Ergonomics of Sitting (including at a desk)

This video will show you how to sit in an ergonomic position and has details about bring this posture to your desk.

Proper Sleeping Position

This video shows the proper sleeping position for both back and side lying.
*note if you are side lying and have a small waist and larger hips you should add a small blanket or towel roll under your waist to give you more support (not shown in the video)

Proper Driving Position

Proper driving position is important to avoid pain associated with poor car ergonomics.

Neck Posture Correction (for an anteriorly positioned head)

Anterior, or forward, head positioning is prevalent in our society. This video shows you how to correct that position which will help provide stability and support for the neck and head as well as decrease tension in the neck.

Pectoral Stretch (Chest Stretch)

Tight Pec, or Pectoralis, muscles are a major factor in hunched posturing with rounded shoulders. This spinal position is prevalent today. This stretch combined with the IYLTW exercise below will help to straighten your posture!

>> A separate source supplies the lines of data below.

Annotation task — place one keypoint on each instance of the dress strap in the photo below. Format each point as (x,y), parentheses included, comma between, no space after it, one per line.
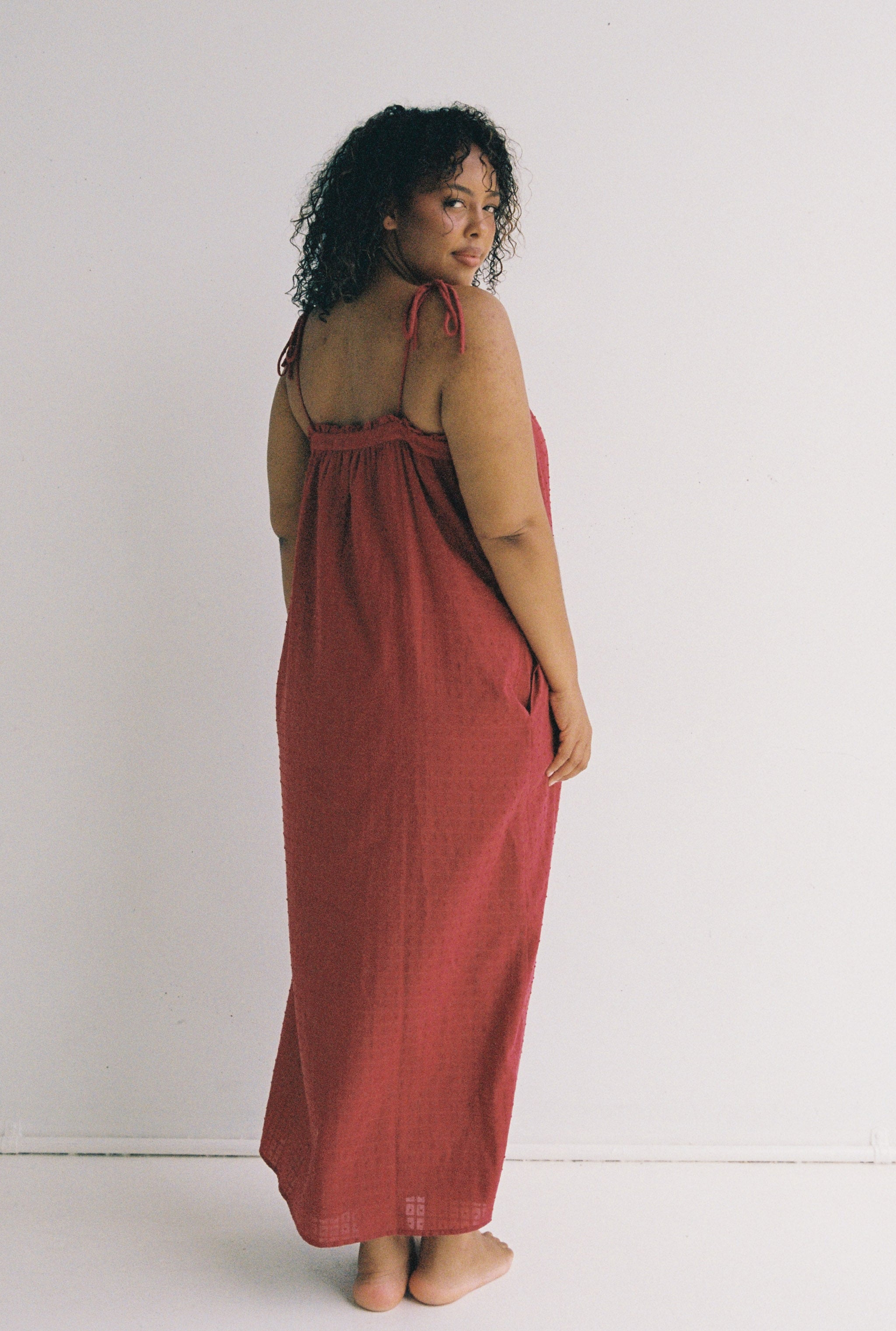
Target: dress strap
(453,322)
(288,360)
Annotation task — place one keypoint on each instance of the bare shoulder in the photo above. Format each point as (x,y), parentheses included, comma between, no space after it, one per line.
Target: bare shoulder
(485,319)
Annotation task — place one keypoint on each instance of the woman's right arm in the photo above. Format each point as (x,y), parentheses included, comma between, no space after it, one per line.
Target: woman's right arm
(288,454)
(488,424)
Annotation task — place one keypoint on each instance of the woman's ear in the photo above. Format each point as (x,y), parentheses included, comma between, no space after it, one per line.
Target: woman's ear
(391,219)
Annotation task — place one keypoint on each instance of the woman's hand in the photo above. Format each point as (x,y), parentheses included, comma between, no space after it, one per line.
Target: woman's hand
(574,750)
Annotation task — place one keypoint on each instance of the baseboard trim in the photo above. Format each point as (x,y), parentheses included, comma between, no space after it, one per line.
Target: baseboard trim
(876,1153)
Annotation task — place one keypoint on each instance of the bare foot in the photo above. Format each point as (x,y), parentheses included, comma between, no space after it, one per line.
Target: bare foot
(452,1265)
(384,1266)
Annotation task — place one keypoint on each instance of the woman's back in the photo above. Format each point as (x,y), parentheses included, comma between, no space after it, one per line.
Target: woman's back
(352,362)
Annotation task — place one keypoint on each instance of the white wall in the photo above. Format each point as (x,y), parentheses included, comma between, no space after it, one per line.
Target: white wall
(705,311)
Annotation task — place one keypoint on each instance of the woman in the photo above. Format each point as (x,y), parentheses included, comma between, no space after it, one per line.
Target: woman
(428,706)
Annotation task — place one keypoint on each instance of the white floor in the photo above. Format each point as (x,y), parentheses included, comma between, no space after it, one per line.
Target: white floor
(187,1245)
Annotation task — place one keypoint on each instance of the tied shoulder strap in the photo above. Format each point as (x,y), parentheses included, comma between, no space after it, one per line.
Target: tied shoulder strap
(453,313)
(287,358)
(453,324)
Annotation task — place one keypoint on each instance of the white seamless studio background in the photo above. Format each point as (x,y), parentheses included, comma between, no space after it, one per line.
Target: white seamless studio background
(704,304)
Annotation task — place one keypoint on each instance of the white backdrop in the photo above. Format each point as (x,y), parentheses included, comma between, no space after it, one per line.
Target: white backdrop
(704,305)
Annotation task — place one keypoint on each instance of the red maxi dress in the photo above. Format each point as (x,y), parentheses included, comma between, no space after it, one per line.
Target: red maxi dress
(414,735)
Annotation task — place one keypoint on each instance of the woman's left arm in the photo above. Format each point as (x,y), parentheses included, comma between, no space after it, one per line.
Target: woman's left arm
(288,454)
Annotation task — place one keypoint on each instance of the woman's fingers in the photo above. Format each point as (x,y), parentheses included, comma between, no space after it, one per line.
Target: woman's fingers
(570,759)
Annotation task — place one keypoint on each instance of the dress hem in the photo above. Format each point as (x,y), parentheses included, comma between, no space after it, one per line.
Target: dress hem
(360,1233)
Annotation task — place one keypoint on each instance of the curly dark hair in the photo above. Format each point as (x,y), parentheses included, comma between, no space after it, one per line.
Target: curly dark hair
(382,163)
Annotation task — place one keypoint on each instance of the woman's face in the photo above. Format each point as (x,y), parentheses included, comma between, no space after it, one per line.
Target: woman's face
(449,232)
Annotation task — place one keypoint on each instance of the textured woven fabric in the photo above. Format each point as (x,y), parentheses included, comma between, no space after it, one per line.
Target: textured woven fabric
(414,735)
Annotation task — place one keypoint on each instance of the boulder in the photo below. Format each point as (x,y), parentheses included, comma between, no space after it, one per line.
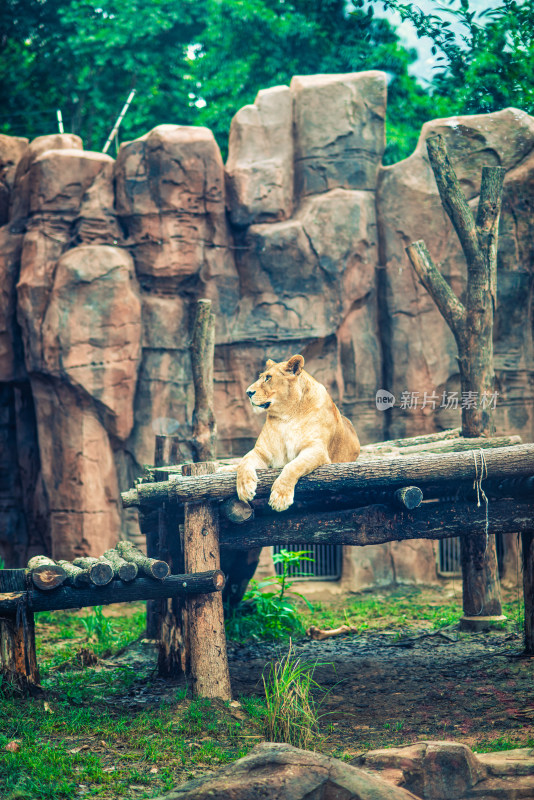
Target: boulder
(58,180)
(259,169)
(78,470)
(97,222)
(170,198)
(19,206)
(91,333)
(11,355)
(281,772)
(339,130)
(451,771)
(12,148)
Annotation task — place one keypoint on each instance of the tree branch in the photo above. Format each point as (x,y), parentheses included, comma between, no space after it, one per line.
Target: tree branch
(448,304)
(454,202)
(487,222)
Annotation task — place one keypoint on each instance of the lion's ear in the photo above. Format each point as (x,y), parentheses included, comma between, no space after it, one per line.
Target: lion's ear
(295,364)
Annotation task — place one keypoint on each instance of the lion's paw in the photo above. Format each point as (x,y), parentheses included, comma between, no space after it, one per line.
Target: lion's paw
(247,480)
(281,497)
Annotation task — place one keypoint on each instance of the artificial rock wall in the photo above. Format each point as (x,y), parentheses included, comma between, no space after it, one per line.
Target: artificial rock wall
(299,242)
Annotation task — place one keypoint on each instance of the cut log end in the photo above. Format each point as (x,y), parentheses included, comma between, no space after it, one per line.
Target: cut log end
(409,497)
(48,577)
(158,569)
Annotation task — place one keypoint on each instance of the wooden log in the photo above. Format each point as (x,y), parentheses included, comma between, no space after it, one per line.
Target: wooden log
(409,497)
(425,438)
(100,572)
(76,576)
(459,445)
(152,567)
(14,580)
(377,524)
(114,592)
(46,575)
(418,470)
(207,639)
(18,660)
(122,569)
(202,349)
(235,510)
(527,541)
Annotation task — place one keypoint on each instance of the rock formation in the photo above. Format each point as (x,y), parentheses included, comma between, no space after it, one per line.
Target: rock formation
(299,243)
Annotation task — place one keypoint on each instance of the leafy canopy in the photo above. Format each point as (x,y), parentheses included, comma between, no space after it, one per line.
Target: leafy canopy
(199,61)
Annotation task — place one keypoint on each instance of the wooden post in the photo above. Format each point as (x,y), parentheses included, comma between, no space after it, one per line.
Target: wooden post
(527,541)
(18,661)
(207,639)
(472,327)
(202,349)
(173,654)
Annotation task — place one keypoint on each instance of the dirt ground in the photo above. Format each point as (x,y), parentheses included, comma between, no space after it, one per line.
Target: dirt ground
(382,689)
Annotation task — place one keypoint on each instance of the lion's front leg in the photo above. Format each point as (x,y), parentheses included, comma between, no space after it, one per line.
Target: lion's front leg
(283,489)
(247,478)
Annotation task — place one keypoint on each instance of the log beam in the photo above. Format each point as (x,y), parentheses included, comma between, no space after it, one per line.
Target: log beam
(391,473)
(377,524)
(115,592)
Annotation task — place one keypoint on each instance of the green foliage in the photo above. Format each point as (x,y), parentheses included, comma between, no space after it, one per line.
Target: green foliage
(249,45)
(488,65)
(270,615)
(98,627)
(84,57)
(291,714)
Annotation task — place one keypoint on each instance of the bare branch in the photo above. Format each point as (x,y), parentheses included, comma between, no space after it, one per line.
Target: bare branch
(454,202)
(448,304)
(487,222)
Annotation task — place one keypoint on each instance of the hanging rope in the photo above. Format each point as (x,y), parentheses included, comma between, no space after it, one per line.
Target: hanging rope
(477,485)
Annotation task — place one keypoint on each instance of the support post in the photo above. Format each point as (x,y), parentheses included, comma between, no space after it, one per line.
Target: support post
(18,661)
(527,541)
(202,350)
(207,638)
(472,327)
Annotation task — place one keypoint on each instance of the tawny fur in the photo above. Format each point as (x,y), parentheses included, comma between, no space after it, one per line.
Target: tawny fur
(303,430)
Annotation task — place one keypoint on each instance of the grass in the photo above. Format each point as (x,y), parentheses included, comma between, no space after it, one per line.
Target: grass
(291,712)
(84,739)
(404,609)
(91,735)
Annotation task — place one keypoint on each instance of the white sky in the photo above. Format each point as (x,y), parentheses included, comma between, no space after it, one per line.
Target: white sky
(422,68)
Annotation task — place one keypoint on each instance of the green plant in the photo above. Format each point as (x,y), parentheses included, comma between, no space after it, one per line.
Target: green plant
(291,710)
(270,614)
(98,627)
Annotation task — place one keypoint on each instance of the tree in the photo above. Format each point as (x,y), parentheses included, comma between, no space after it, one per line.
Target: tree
(488,64)
(248,45)
(84,57)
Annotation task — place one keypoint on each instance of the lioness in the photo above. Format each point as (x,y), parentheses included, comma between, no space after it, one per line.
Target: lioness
(303,430)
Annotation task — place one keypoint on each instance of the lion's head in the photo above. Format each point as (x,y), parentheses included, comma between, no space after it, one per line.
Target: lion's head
(277,386)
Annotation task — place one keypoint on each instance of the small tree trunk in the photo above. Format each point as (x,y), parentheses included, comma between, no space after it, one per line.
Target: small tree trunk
(202,349)
(472,327)
(207,638)
(18,661)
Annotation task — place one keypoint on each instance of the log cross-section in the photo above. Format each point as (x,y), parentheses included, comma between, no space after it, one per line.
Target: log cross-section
(18,661)
(207,639)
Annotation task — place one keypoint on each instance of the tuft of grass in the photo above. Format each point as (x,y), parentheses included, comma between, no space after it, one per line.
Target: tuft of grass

Letter Exercises – IYLTWs (Rhomboid/Rotator Cuff Muscles)

Weak upper back muscles, including the Rhomboid Muscles, are the second component of poor posture in the upper back and shoulders. This exercise combined with the Pec Stretch above will help to straighten your posture!

Hamstrings (CRC Stretching)

This video instructs on how to stretch muscles for maximum gains while getting a neural benefit at the same time. This video uses the Hamstrings as an example, though CRC stretching can be used to stretch any muscle group.

Scalene Muscle Stretch

The Scalene Muscles lay at the base of the neck and top of the shoulders. They are often involved in a forward head position, neck tension, and shoulder session-rounding.

Piriformis Stretch

The Piriformis Muscle is highly involved in pelvic subluxations (misalignments). These can cause sciatica or low back pain.
*If you do not feel the stretch in the location indicated in the video please stop doing the stretch and talk to Dr. Emily for an alteration.

Pigeon Pose

Pigeon Pose is an alternate way to stretch out the Piriformis Muscle.

Psoas Muscle

Psoas is a deep stabilizer muscle that is often tight when people have low back pain, hip issues, or cramps. This is a subtle stretch to open up the area. This stretch must be done with consistency or it will not be effective. I recommend twice a day for a few weeks to start.

Iliacus Massage

Iliacus is a muscle in the front of your hip that is linked with pelvic subluxations, (misalignments) that are often associated with low back or hip pain.
*It is easier if you have someone to help you with this massage.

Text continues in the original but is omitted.